ロボット格闘技『REK 2』優勝の舞台裏 大曽根宏幸が語る「操縦」の奥深さと日本の可能性

大曽根宏幸が語るロボット格闘技

 人間ほどの大きさの二足歩行ロボットがリング上で対峙し、拳を交えるーー。映画『リアル・スティール』や数々のアニメ作品で描かれてきたSFの世界が、いま現実のエンターテインメントとして立ち上がりつつある。

 8月にサンフランシスコで開催されたヒューマノイド格闘大会『REK 2』。日米のプレイヤーが集い、熾烈なトーナメントを制して見事優勝を果たしたのが大曽根宏幸氏だ。

 中国がハードウェアの量産力、米国がAI開発で存在感を強めるなか、なぜ日本のパイロットが世界の頂点に立つことができたのか?

 大会での劇的な逆転劇の裏側から、日本のロボットカルチャーが切り拓くフィジカルAI時代の勝ち筋まで、じっくりと話を伺った。(中川真知子)

残り1秒からの逆転劇、決勝を分けた“復帰操作”

ーーまずは『REK 2』での優勝、おめでとうございます! 7月の東京大会に続き、8月のサンフランシスコ大会でも優勝されました。
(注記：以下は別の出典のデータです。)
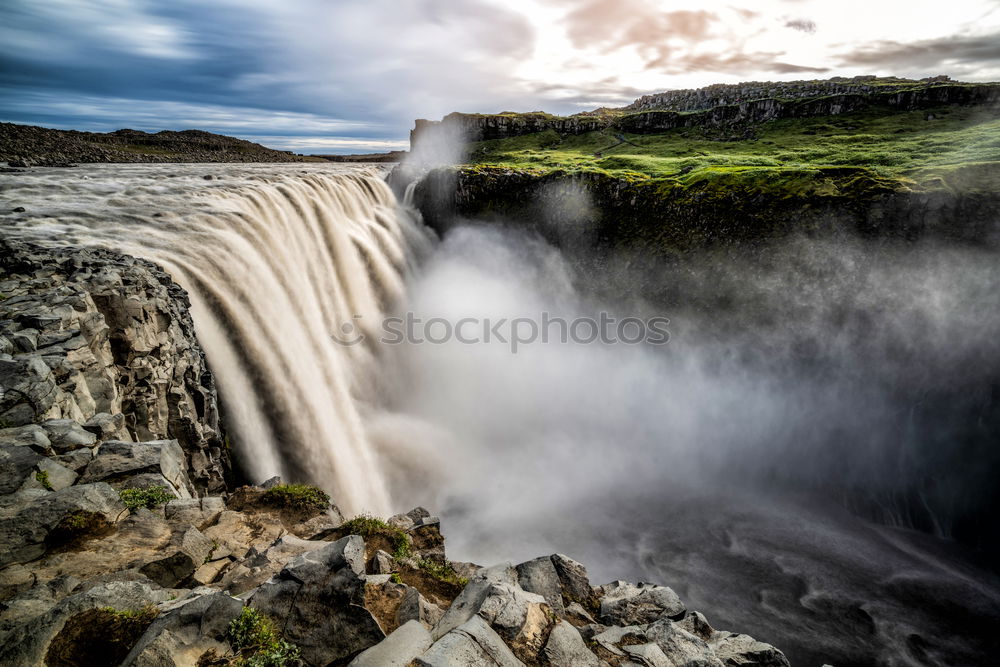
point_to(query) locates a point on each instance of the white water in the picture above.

配信を観ていましたが、『REK 2』の準決勝・決勝ともに非常に熱いバトルでした。率直な感想をお聞かせください。

大曽根宏幸(以下、大曽根):ありがとうございます。優勝できて本当に良かったです。

 準決勝は本当にギリギリで、ほぼ負けそうな状態からの奇跡的な勝利でした。第1ラウンドが引き分け、第2ラウンドを取られて後がないなか、第3ラウンド終了まで残り1秒のところで相手に尻餅をつかせてポイントを取り、なんとか追いついたんです。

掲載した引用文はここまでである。